L’avènement du Parti acadien et de son projet autonomiste

Au moment où, au Québec, l’élite traditionnelle défend les couleurs du fédéralisme, tandis qu’un autre groupe cherche, par une multitude de moyens et d’idées, à obtenir une plus grande autonomie, un groupe de jeunes intellectuels acadiens réfléchit à l’avenir de l’Acadie et s’inspire de ce qui se passe dans la province voisine (Ouellette, L’émergence 358). C’est dans cet esprit que naît, au Collège de Bathurst (donc loin de l’Université de Moncton où les premières grandes manifestations contre l’élite traditionnelle et son idée de « bonne entente » ont eu lieu), le Parti acadien en 1972 (Ouellette, L’émergence 359). Selon les fondateurs du parti politique, les partis traditionnels, c’est-à-dire le Parti libéral et le Parti conservateur, sont au service des anglophones et de l’establishment acadien (Gauvin et Jalbert 13), empêchant ainsi les Acadiens d’obtenir un véritable pouvoir politique étant donné qu’ils sont constamment à la merci des concessions que veulent bien leur accorder les anglophones.

En 1972, le Parti acadien ne se dit pas explicitement nationaliste; plutôt axé sur des préoccupations sociales (Ouellette, L’émergence 366), mais les choses changent progressivement puisqu’au « cours des années 1970 [quand] les intellectuels acadiens précisent le contenu de leur néonationalisme [,] ils dénoncent la politique de la bonne entente prônée par l’élite traditionnelle et parlent de territoire acadien, d’annexion au Québec [et] d’indépendance […] » (Ouellette, L’émergence 365). Quatre grandes raisons poussent le Parti acadien à opter pour un nationalisme autonomiste à la sortie d’un congrès d’orientation en 1977, soit : l’union possible et prochaine des provinces maritimes, la poursuite des revendications typiquement acadiennes, la promotion de la décentralisation gouvernementale au Nouveau-Brunswick (Ouellette, L’émergence 366-367) et la possibilité de voir la province du Québec devenir indépendante du Canada dans un avenir rapproché (Gauvin et Jalbert 15).
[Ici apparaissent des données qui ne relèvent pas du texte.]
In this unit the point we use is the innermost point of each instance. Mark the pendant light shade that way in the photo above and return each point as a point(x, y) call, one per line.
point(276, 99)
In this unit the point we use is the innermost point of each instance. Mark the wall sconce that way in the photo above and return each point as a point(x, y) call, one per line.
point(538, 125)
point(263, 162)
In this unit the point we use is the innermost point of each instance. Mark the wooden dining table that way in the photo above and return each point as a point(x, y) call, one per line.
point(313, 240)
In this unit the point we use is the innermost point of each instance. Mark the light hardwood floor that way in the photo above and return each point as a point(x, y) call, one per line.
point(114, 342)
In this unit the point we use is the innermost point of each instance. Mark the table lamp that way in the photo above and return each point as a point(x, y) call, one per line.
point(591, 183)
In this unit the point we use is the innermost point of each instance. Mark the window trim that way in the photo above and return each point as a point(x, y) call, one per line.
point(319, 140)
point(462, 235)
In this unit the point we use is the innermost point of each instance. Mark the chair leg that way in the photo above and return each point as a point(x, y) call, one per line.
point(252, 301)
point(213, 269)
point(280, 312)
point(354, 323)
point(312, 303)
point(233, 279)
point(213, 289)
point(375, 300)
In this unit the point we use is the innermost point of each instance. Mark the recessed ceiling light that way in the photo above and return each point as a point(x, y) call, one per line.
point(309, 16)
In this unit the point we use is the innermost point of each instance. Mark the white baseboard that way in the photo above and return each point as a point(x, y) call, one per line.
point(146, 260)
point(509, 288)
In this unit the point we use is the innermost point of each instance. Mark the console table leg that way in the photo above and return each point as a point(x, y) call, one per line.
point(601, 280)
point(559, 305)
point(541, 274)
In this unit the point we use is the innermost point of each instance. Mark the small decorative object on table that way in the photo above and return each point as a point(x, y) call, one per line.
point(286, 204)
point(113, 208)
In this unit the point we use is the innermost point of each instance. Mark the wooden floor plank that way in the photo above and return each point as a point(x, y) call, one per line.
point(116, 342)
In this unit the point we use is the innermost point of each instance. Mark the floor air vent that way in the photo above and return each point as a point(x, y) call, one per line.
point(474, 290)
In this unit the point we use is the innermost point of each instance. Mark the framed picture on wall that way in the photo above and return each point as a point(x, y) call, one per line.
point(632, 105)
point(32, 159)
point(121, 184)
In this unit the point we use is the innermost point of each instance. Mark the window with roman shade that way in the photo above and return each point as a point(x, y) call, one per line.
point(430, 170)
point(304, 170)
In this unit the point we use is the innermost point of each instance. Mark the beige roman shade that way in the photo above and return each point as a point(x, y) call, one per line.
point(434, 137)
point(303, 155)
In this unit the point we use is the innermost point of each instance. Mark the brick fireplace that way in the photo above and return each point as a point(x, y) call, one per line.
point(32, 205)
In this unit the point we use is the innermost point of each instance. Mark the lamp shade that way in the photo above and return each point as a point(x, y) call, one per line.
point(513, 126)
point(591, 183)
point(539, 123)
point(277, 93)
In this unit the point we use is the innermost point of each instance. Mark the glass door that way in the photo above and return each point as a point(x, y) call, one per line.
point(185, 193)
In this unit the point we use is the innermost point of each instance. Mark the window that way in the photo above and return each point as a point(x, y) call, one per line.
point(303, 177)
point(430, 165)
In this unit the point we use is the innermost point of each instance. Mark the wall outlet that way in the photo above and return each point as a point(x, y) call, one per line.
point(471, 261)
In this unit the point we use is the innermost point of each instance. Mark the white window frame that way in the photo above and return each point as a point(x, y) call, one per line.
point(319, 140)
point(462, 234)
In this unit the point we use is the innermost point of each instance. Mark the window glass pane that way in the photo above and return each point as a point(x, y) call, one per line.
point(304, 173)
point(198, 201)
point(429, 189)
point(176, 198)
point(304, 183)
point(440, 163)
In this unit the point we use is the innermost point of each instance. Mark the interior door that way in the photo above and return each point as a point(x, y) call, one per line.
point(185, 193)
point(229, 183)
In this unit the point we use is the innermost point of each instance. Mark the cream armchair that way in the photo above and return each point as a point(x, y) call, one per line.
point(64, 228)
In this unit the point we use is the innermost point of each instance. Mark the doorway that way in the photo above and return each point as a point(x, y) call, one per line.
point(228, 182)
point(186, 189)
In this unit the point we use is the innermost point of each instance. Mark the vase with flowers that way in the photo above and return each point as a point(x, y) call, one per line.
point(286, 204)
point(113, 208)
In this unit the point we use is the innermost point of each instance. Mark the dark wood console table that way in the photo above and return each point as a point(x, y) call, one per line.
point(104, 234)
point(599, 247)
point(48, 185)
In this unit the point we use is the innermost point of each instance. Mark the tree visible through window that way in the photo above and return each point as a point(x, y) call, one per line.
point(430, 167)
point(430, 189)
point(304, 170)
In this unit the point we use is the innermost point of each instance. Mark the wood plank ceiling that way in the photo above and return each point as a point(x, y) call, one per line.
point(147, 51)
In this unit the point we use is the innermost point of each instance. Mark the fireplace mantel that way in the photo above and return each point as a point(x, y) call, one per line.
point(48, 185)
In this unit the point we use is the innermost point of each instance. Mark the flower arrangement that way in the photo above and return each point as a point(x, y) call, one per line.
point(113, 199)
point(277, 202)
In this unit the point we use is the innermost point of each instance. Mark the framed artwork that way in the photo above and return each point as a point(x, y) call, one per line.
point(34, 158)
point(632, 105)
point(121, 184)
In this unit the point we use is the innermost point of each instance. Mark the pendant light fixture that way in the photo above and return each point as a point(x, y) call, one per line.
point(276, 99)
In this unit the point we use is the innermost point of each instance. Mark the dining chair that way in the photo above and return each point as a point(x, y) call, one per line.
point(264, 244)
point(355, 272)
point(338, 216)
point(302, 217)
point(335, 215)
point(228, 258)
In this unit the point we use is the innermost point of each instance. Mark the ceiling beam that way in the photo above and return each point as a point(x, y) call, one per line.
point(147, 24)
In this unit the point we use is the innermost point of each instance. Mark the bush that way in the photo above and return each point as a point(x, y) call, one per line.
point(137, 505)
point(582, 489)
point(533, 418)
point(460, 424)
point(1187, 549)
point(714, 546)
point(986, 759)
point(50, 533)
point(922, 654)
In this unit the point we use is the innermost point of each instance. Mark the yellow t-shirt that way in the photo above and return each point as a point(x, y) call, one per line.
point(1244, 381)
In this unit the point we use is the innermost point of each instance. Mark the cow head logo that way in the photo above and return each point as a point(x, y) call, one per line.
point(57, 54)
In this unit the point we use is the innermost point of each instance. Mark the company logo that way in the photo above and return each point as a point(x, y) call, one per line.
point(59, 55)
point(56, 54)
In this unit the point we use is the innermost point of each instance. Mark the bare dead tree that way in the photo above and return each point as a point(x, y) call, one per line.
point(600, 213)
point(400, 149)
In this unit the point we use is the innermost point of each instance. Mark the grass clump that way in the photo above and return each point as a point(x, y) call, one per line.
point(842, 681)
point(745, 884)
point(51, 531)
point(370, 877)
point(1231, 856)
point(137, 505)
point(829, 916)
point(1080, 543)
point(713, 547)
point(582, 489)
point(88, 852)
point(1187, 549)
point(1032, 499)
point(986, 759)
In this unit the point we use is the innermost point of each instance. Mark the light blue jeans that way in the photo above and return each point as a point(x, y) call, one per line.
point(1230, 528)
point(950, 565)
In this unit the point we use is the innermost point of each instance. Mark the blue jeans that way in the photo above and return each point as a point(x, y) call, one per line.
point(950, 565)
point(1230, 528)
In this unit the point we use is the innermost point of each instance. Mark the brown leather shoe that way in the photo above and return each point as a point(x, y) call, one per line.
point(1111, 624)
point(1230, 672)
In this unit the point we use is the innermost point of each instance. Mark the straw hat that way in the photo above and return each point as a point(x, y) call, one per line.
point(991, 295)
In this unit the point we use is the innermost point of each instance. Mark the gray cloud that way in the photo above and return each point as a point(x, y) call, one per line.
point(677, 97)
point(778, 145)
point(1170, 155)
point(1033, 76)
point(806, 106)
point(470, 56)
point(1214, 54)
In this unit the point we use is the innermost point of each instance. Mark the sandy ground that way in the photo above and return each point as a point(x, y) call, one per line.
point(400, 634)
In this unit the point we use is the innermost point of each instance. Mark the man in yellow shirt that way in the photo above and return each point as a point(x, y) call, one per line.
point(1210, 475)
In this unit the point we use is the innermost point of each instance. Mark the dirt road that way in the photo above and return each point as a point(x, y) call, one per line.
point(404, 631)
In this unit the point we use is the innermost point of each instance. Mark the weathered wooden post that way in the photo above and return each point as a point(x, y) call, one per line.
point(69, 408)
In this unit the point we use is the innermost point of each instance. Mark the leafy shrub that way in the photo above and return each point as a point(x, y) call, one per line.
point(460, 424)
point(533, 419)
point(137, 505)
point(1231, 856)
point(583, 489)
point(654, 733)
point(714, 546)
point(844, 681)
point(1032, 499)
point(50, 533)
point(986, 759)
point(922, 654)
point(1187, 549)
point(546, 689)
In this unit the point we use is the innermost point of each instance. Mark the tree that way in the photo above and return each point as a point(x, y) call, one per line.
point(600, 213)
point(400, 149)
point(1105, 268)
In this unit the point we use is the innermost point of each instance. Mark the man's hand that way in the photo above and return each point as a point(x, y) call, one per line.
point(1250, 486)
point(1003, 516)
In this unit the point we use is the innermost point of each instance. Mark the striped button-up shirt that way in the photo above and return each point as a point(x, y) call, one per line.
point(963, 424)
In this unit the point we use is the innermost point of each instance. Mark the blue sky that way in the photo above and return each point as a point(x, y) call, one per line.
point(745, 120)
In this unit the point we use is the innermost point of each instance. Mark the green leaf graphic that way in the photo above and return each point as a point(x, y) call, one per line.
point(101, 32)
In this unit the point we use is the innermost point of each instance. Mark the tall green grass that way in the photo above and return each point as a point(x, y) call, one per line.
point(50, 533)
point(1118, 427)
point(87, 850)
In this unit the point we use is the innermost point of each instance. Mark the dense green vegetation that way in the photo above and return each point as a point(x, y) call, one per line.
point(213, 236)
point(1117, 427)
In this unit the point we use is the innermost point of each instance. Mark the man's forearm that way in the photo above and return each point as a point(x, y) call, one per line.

Au fond, selon les militants du parti, « il y a bien un territoire acadien avec ses habitants et ses ressources, mais ce territoire n’est pas géré par les Acadiens; il ne jouit d’aucune reconnaissance juridique ou constitutionnelle » (Ouellette, L’émergence 367).

Dans les faits, toutefois, le Parti acadien ressemble davantage à un mouvement politique qu’à un parti politique à proprement parler. Il ne cherche pas à occuper le pouvoir au Nouveau-Brunswick, mais plutôt à l’influencer tout en éduquant et en politisant la population acadienne de la province (Ouellette, Le Parti acadien : de la fondation à la disparition 34). D’ailleurs, la constitution du parti confirme cette orientation. Les buts du Parti acadien sont clairement d’« affirmer le vouloir-vivre collectif des Acadiens », de « viser le mieux-être du peuple acadien » et de « politiser le peuple acadien » (Ouellette, Le Parti acadien et la communauté anglophone 139). Somme toute, pour les militants du parti, la « bonne entente » que prône l’élite traditionnelle ne fait que garder les Acadiens dans un carcan minoritaire et il est maintenant essentiel de repenser l’avenir collectif tout en cherchant à doter les Acadiens d’un réel pouvoir politique qui ne sera pas à la remorque de la volonté des anglophones (Thériault 159).

La fondation du Parti acadien et son projet autonomiste dans le journal L’Évangéline

Comme nous l’avons précisé antérieurement, les journalistes font partie, en Acadie, de l’élite traditionnelle et le contenu de L’Évangéline reflète surtout l’opinion de ce groupe. Cette situation a pour conséquence, à partir des années 1960, de susciter des conflits idéologiques au sein des pages du journal (Dairon 167-168). Puisque les dirigeants du journal avaient été à l’origine du renvoi de plusieurs journalistes sympathisants des mouvements de revendication des étudiants de l’Université de Moncton en 1968 et en 1969, il n’est pas surprenant que, dès la fondation du Parti acadien en 1972, le journal prenne clairement position contre son existence. En se positionnant contre le néonationalisme, « L’Évangéline raffermissait [en quelque sorte] son image de force réactionnaire et son rôle de bouc émissaire de la contestation » (Johnson, L’Évangéline 362-363). L’éditorial de Claude Bourque du 23 novembre 1972 démontre très bien l’attitude du journal à l’égard du nouveau parti politique. Celui-ci reproche aux fondateurs du parti de « rêver en couleur » et de ne pas fournir une alternative crédible au Parti libéral et au Parti conservateur (Ouellette, L’émergence 361).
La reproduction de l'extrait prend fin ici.